Suite à l’annonce du rapprochement avec L’Après, c’est désormais Génération·s, fondé par Benoît Hamon, qui rejoint la campagne de Jean-Louis Roumégas. « Nous voulons construire une alternative à gauche sur la base de valeurs écologistes, sociales et féministes », a expliqué Kévin Hoareau de Génération·s. Il tient à rappeler que la participation de son parti à la Nupes puis au Nouveau Front Populaire n’a pas failli. Et c’est vrai, contrairement au PS qui s’était autorisé à rebaptiser en Front Républicain, le Nouveau Front Populaire, comme une annonce des ruptures et trahisons à venir. On comprend que sur la métropole de Montpellier, l’offre s’élargit et se muscle face au maire sortant Michaël Delafosse. Les forces politiques du « Rassemblement pour une alternative écologiste, sociale et citoyenne » en vue des municipales de mars 2026 marquent le terrain. Boris Chenaud a salué l’arrivée de Génération·s dans le rassemblement, en soulignant une cohérence avec les coopérations déjà engagées localement et nationalement, même si on peine à voir les forces militantes réelles que rassemblent ces micro-partis.
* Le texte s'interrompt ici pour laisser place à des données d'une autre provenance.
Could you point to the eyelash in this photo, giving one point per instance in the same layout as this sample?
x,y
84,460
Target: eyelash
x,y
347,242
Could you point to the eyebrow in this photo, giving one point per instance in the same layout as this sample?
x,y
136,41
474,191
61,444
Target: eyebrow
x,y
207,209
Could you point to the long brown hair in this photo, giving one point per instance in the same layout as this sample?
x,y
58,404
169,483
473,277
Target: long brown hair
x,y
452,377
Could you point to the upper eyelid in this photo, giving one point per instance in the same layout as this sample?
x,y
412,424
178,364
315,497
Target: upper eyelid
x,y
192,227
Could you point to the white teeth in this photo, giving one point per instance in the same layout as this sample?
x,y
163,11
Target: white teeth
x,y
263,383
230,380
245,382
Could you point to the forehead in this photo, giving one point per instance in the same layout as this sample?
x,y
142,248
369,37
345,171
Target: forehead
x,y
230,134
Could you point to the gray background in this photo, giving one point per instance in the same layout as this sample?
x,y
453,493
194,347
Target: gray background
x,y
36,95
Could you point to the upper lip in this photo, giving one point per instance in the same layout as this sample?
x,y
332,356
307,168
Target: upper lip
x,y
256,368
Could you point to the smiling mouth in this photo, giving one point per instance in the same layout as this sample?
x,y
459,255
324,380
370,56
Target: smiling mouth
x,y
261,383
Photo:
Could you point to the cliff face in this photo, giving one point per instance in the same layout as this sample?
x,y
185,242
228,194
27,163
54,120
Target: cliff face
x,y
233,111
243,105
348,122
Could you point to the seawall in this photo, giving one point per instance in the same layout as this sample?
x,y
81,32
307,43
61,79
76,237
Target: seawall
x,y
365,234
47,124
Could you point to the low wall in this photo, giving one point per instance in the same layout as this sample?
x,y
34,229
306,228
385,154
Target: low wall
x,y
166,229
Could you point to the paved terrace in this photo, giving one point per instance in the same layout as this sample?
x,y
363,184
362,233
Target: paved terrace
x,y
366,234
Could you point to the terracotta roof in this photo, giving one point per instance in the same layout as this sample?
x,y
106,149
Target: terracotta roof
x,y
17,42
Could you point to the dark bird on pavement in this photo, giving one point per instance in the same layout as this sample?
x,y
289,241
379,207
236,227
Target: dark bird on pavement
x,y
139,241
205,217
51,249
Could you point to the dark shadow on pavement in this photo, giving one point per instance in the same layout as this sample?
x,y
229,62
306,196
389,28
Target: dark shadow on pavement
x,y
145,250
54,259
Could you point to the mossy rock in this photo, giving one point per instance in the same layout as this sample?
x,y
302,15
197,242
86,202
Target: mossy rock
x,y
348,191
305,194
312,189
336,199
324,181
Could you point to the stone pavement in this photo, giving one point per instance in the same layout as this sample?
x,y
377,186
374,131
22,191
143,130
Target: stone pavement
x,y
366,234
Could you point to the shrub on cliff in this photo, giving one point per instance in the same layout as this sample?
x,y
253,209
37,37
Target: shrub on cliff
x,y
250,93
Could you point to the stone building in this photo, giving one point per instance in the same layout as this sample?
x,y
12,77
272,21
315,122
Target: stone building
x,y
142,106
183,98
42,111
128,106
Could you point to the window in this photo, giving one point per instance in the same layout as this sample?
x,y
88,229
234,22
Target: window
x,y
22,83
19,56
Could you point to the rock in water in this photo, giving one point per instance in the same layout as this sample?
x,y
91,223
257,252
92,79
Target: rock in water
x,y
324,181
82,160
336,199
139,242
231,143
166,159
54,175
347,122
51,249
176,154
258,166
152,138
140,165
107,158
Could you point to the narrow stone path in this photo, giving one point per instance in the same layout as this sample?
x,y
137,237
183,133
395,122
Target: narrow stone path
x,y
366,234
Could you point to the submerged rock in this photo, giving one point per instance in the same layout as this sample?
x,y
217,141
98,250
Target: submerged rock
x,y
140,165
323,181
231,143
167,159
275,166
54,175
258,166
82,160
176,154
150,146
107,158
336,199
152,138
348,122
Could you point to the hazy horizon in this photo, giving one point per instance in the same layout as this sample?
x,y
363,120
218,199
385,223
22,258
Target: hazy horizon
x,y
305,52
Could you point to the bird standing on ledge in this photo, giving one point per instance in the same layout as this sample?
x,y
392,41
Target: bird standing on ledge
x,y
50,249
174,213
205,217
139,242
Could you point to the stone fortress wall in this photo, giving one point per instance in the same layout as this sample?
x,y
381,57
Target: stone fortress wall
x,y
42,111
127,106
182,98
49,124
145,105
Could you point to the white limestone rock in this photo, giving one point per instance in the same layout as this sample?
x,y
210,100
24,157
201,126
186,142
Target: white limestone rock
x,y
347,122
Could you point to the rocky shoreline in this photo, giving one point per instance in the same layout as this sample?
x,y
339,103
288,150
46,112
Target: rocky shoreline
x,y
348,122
Il a précisé que L’Après et Génération·s organisent ensemble leurs universités d’été, preuve d’une dynamique commune.
La rentrée politique montpelliéraine s’est donc jouée, ce vendredi 29 août à la brasserie Le Dôme, autour d’une conférence de presse commune des Écologistes avec Nordine Maktoubi, Jean-Louis Roumégas, et Coralie Mantion, du mouvement L’Après avec Boris Chenaud et de Génération·s avec Kévin Hoareau.